I don't have much to say about work or nursing these days...I'm still taking care of "Billy" and he's still really sick and I'm much too attached to the whole situation and it's really getting to me. But I don't know how to deal with it, and I don't want to change assignments, and I don't want to talk about it, and blah blah cancercakes. Two nights ago, my shift started like this: "Uhm, this is R on XYZ Unit, and my patient's sats are in the 70s at 100% fiO2, can you come help me out?"

"Sure, be right up. In the meantime, why don't you take him off the vent and bag him?" gah. NewbieICU RN (that's me!) gulps and wonders, "Hmm, now how exactly do I disconnect the trach tube and attach the ambu-bag? Of course I SHOULD know this..." And also, as your patient breathes 60 per minute and his sats drop to the 70s, is not the BEST time to have a learning moment. But we have these handy super loud alarm thingies that ring out all over the unit if your patient is in trouble (the kind they don't have on Grey's Anatomy!) so another RN popped his head in the door and helped me bag my patient. He recovered fairly quickly and the rest of the night was uhm...okay.

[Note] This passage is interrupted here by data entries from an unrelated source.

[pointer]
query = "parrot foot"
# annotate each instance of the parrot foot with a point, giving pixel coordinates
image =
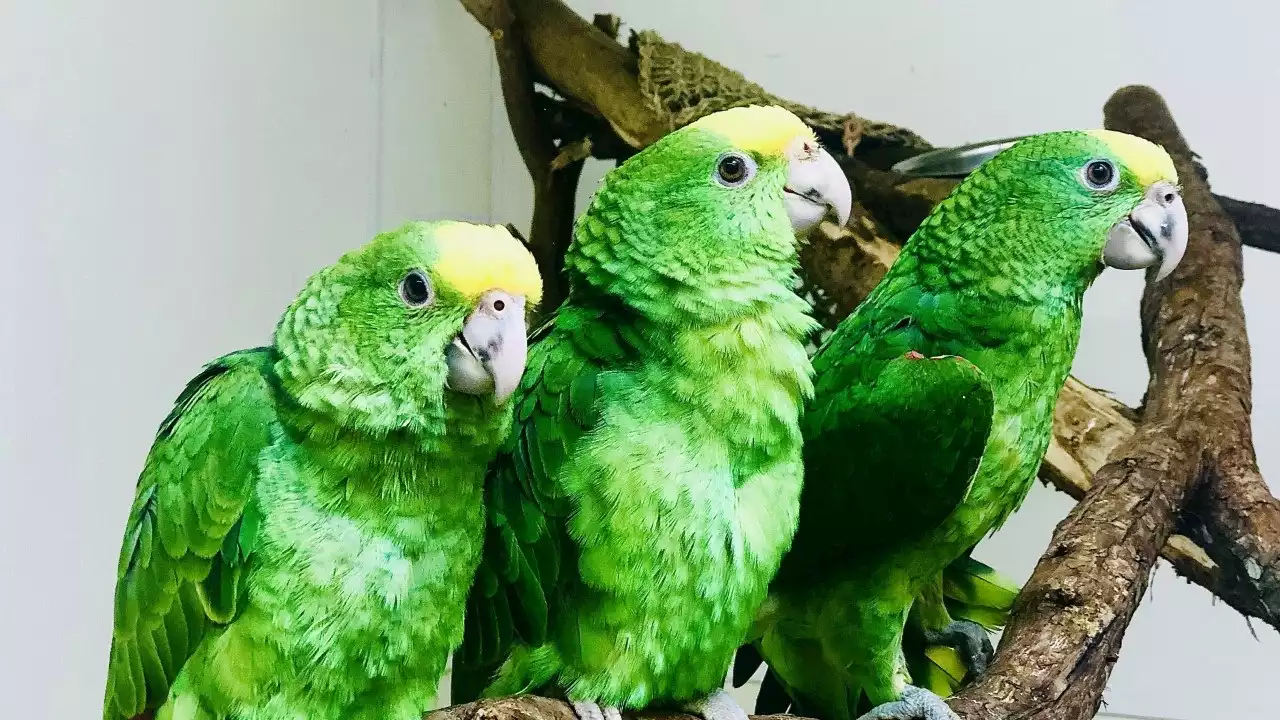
(593, 711)
(717, 706)
(915, 703)
(970, 639)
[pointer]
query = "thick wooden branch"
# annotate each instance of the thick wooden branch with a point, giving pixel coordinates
(1066, 628)
(531, 707)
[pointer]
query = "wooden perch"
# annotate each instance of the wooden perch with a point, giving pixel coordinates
(530, 707)
(1069, 620)
(1234, 515)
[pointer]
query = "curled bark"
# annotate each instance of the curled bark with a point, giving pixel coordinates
(530, 707)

My shift ended with helping the surgeon to take out Billy's third chest tube and I think I said, "Whoa, cool" out loud as the big tube slithered out, making a cool slurpy noise.

I got a lump in my throat when Billy's mom called to check on him, as she does nightly. I filled her in on how he was doing, and she choked up a bit as she said, "Tell him I love him. A lot." Then hung up. I got another little lump in my throat as I was giving him his bath and felt how emaciated and fragile his limbs were. He still opens his eyes on his horse-killing doses of propofol and versed, but he's not as responsive as he was. But he'll look right at me, and watch me as I move around the room, and I think he just thinks that he'd rather be dead than be how he is. I read all the latest physician progress notes in his chart, which all stated in one way or another, "Pt has been intubated for 30 days and has not made any progress or improvement. Will address this in a Family Conference."

So lately I just move numbly through the days, getting irritated at everyone and everything, trying to sleep when I'm not tired and sleeping because it's just something easy to do when I am tired. I have a headache that won't completely go away and my back and shoulders ache in sympathy and consequently I'm probably pretty whiny. I continue to think vaguely about a job change, maybe to a unit where not everyone dies...?

4 comments:

Surgeon in my dreams said...

You CAN do this! Tessa will help you. I know it has got to be so hard, so ultimately you follow your gut.

We need nurses who care. You know that guy knows you care during his few lucid moments and what a blessing that must be to him.

Besides, any "weenie dog mommy" MUST be a strong lady.

Love your blog- just found it today but am sure I will be back because I live vicariously through all my medical blogger "friends".

Jan in SC

Mama Mia said...

Oh, Rosebuttons, my heart aches for you. I know how hard it is to be in a situation where you care and can't change the outcome.

My thoughts are with you.

Anonymous said...

{{HHUUGGSS}}
Hang in there. I hope you will continue/start talking to Billy a lot. Treating him as if he is still worth something means the world right now. Is he getting any visitors? Friends, relatives?

Sid Schwab said...

The ICU is tough. I've seen more than one nurse giving care through tears. But know these few things: the ones that don't make never had a chance at all without the care they received there, and the ones that do have done so only because of that care. Not too many years ago, many of those saves were simply impossible. And this: as a surgeon, I appreciate ICU nurses beyond all measure. The most important care starts when the bandage goes on. So hang in there. The world needs lots more just like you. You'll have plenty of moments of gratitude, and they'll more than make up for the losses.